Cheetahs are the ultimate sprinters among large land animals, reaching bursts of up to about 110 kph (~68mph) and unbeaten as the fastest living runner on the planet. This beautifully re-articulated skeleton reveals some of the ways they are able to reach such superhuman speeds. The sigmoidal curve of the spine visible in this image allows the front and hind limbs to overlap, meaning that every stride can be longer as the spring-like backbone extends and contracts. The secret behind this springiness is spinal flexibility, with each vertebra having considerable freedom of movement. The movement of the hind limbs around the pelvis is also highly flexible, and the elongated ischium of the pelvis means the attached leg muscles can produce more moment (turning force) around the joint with every step.
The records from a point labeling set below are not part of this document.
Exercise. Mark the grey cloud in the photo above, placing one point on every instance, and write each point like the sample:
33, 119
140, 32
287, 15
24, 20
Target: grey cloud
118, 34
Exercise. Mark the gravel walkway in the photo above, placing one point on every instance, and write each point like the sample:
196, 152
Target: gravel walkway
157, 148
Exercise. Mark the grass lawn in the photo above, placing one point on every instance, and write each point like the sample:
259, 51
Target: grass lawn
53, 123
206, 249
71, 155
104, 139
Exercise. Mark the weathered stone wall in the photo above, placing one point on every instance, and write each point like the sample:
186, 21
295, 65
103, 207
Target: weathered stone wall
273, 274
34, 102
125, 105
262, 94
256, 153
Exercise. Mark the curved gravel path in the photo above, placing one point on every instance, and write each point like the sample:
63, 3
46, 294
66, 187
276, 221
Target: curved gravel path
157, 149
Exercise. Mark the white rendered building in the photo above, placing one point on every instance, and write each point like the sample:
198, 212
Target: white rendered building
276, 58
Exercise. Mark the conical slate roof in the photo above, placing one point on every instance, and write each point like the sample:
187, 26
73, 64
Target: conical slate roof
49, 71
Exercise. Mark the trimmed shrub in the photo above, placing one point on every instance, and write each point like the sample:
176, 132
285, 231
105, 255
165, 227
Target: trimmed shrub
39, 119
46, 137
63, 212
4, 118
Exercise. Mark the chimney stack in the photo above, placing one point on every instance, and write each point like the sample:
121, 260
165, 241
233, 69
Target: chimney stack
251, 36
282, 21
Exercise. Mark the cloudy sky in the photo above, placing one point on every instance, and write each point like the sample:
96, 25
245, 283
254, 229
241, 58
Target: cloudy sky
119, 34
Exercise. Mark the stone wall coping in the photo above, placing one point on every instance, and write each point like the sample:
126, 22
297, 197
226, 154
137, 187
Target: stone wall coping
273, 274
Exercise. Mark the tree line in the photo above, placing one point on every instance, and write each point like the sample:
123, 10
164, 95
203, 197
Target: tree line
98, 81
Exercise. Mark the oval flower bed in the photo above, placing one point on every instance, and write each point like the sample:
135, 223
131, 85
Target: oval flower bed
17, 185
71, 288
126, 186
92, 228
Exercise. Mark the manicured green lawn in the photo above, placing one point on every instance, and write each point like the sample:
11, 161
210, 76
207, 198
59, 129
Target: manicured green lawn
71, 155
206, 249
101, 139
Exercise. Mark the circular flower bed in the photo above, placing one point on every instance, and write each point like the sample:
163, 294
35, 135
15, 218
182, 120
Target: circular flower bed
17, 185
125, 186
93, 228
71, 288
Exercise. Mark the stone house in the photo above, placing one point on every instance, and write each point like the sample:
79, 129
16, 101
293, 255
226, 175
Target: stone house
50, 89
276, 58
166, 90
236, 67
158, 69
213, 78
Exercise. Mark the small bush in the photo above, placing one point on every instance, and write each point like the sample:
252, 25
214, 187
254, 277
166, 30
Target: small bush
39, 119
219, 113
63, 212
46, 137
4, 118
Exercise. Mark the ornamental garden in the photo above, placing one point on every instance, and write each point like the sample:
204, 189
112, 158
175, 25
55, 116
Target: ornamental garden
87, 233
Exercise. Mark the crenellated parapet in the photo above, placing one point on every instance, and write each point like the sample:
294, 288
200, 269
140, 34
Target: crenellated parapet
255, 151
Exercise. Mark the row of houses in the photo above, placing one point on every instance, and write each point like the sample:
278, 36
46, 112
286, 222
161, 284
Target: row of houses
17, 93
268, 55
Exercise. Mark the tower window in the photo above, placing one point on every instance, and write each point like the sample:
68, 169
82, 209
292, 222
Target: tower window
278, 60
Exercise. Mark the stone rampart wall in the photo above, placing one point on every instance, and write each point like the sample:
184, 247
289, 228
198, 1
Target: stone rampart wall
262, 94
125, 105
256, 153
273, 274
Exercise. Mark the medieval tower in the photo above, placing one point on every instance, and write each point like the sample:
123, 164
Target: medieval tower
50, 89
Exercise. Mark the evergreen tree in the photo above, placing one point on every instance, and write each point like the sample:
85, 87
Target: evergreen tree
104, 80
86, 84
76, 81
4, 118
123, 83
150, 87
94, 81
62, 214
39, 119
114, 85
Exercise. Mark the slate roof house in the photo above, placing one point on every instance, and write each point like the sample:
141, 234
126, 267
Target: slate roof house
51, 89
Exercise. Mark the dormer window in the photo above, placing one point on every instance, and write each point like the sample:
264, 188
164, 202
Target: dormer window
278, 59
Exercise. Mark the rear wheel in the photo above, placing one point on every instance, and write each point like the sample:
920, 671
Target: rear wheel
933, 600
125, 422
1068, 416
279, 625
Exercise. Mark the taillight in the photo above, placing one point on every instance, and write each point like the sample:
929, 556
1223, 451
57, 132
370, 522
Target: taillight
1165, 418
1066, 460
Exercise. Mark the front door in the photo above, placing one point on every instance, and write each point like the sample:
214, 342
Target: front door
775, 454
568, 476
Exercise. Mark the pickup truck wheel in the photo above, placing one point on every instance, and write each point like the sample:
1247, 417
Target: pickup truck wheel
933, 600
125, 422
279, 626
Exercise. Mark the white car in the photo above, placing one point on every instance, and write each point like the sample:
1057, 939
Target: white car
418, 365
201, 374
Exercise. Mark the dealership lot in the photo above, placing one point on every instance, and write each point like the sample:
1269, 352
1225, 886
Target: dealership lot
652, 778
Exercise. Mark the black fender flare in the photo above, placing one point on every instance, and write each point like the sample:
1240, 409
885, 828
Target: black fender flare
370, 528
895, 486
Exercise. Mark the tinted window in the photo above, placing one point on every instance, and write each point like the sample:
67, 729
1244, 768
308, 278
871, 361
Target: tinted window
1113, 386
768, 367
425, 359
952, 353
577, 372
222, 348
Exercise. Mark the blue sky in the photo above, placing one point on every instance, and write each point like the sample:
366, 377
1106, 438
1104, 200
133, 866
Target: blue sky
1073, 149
Contrary to the idea that lighter, leaner animals make faster runners, the cheetah’s hindlimbs are strong, heavy and powerful – which is one reason why they can produce such impressive acceleration and speed, but not maintain it over long distances (like a powerful car in a low gear).
Cheetahs and their hunts are a key focus of the Structure and Motion Lab at the Royal Veterinary College, using bespoke tracking collars to gather never before seen data about both the hunters and their prey. To read more about the Structure and Motion Lab’s work on cheetahs, see here.
Image courtesy of Patrick Gries. See more of Patrick’s series of re-posed skeleton photos here.
Ischium: The rearmost of the three bones which make up the pelvis; the main bone you sit upon.
Moment: Turning force (or torque) around a point. The longer the lever (such as the ischium in this case), the more movement can be generated by the same applied force.